Imagem: Recanto Adormecido – Reprodução


Uma memória sobre a resistência à Ditadura Militar, o longa é muito pertinente para se refletir em um feriado da Proclamação da República


Da Redação SICOM-PET, Wesley Anjos

Desde que o Brasil se tornou uma república, teve sete golpes de estado. Considerando-se que por golpe temos uma subversão da ordem institucional. Aliás, a transição do segundo império para a república só foi possível graças a um golpe, que podemos dizer o primeiro republicano, sem contar os golpes que ocorreram no período imperial. Dependendo da sua posição política, pode dizer que em 2016 tivemos o oitavo, ou não. O fato é que o sétimo, Golpe Militar, marcou a história ao deixar a memória de um confronto entre a direita e a esquerda. Justamente por isso, que resgatamos hoje o filme A memória que me contam (2012).
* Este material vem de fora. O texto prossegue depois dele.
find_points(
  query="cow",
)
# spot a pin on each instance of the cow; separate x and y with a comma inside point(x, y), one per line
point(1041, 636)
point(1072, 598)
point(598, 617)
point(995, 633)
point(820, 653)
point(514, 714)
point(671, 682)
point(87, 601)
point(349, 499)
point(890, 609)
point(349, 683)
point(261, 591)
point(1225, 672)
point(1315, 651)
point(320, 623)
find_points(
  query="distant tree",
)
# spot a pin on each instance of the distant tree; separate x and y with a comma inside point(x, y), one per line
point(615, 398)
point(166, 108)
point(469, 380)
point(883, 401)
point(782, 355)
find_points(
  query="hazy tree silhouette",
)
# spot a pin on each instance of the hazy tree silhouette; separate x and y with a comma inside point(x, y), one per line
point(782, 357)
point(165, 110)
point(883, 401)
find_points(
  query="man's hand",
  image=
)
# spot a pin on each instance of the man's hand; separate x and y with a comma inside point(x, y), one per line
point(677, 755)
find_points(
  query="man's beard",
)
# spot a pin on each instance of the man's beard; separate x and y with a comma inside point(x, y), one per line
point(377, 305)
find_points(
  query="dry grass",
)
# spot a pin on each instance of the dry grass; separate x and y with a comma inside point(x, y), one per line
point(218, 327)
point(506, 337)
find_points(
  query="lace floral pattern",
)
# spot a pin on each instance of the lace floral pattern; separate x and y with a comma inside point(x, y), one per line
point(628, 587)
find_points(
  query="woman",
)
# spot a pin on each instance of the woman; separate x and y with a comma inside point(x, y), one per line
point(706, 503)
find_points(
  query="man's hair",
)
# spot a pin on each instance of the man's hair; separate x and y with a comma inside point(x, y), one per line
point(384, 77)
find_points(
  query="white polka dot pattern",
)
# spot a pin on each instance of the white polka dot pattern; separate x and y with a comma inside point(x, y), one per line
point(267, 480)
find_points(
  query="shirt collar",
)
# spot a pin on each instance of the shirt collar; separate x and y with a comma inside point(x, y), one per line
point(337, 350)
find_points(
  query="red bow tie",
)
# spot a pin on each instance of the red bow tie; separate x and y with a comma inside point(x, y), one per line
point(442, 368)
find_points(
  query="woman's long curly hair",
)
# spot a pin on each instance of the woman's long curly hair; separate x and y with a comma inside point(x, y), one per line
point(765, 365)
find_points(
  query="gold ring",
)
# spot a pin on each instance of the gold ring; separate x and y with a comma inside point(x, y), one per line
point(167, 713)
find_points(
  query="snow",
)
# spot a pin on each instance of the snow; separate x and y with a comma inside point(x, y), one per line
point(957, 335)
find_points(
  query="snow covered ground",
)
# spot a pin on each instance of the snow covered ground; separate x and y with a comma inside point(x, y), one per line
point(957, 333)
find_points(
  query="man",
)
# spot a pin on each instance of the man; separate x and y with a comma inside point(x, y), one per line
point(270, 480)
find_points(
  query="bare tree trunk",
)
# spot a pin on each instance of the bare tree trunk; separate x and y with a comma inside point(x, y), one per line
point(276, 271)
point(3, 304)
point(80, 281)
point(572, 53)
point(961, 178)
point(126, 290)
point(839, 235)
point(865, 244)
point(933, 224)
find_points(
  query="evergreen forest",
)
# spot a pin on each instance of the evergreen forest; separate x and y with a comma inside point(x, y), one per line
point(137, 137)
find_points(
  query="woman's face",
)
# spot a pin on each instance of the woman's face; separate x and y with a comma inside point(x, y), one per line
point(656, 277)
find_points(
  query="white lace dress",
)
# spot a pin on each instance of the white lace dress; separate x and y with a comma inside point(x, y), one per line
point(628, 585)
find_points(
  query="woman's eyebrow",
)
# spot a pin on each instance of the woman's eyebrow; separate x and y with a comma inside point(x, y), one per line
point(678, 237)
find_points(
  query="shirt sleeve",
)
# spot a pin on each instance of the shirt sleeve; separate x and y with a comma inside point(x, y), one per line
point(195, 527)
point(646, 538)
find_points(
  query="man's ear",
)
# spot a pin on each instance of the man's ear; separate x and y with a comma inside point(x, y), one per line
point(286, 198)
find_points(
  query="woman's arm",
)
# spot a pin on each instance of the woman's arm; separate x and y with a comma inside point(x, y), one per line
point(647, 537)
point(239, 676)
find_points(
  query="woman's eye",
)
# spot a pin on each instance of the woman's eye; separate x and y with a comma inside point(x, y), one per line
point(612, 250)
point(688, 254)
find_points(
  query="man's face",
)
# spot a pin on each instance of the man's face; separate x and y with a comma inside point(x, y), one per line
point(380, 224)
Dirigido por Lucia Murat, este longa traz a história de um grupo de guerrilheiros que resistiu à ditadura militar. No decorrer da trama, Ana (Simone Spoladore) é o grande símbolo do movimento esquerdista. Hospitalizada e à beira da morte, aparece mais jovem para todas as outras personagens, contando as glórias e derrotas do passado, como símbolo de uma memória viva. Esta memória que une os guerrilheiros do passado e a nova geração de esquerdistas.

 

 

A memória tratada no filme é tão viva, que recaí fortemente nos dias atuais, se analisarmos o momento geopolítico tanto do Brasil, quando da América Latina, que têm sofrido uma grande transição para governos de direita. O atual debate sobre a queda da presidenta Dilma Rousseff, a crise financeira, a flexibilização dos direitos trabalhistas, a reforma previdenciária e a polêmica PEC 55 (antiga 241), trazem uma tensão que remetem facilmente ao ano de 1964. Mediante a tudo isso, após toda a luta dos movimentos de esquerda, fica o mesmo questionamento das personagens do filme: “Valeu a pena?”.

A memória que me contam tem excelentes diálogos e interessantes sequências de imagens. Pode parecer monótono para quem gosta de excesso de catarse, todavia, para quem aprecia sutilezas, é um prato cheio. E ao terminar de assisti-lo, mesmo sendo de 2012, é impossível não pensar na loucura que foi o ano de 2016.